Member of the Idaho House of Representatives from the District 3, seat B district
- In office December 1994 – December 2000
- Succeeded by: Kris Ellis

Personal details
- Born: February 5, 1955 Modesto, California
- Died: June 4, 2016 (aged 61) Hayden, Idaho
- Party: Republican
- Spouse(s): Margaret Alltus, Janice Alltus
- Children: 4
- Relatives: Ryan Alltus (son)
- Education: California State University, Stanislaus
- Occupation: Insurance agent, politician

= Jeff Alltus =

American politician from Idaho

Jeff Alltus is a former American politician from Idaho. Alltus is a former Republican member of Idaho House of Representatives.

== Early life ==
On February 5, 1955, Alltus was born in Modesto, California. Alltus' parents were Vernon and Faith (née Frederick) Alltus. In 1973, Alltus graduated from Thomas Downey High School in Modesto, California.

== Education ==
In 1980, Alltus earned a Bachelor of Arts degree in Psychology from California State University, Stanislaus.

== Career ==
In 1979, Alltus became an insurance agent with Jeff Alltus Insurance Services.

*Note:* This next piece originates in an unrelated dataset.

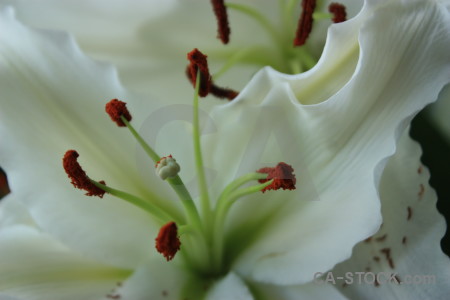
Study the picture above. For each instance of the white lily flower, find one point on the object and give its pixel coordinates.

On November 8, 1994, Alltus won the election and became a Republican member of Idaho House of Representatives for District 3, seat B. Alltus defeated Al Sharon with 65.1% of the votes. On November 5, 1996, as an incumbent, Alltus won the election and continued serving District 3, seat B. Alltus defeated Alan Wasserman with 59.0% of the votes. On November 3, 1998, as an incumbent, Alltus won the election and continued serving District 3, seat B. Alltus defeated Larry Belmont with 59.1% of the votes.

== Personal life ==
In 1982, Alltus moved to Hayden, Idaho. Alltus' wife was Margaret. They have two children, Lindsey Alltus and Ryan Alltus.

In 2000, Alltus married Janice (Higgins) Carpenter, who became his second wife. Alltus had two children from his first wife and two step-children. Alltus and his family live in Hayden, Idaho.

Alltus' son Ryan Alltus is known for archery marksman and an elk hunter.

On June 4, 2016, Alltus died from cancer in Hayden, Idaho, U.S.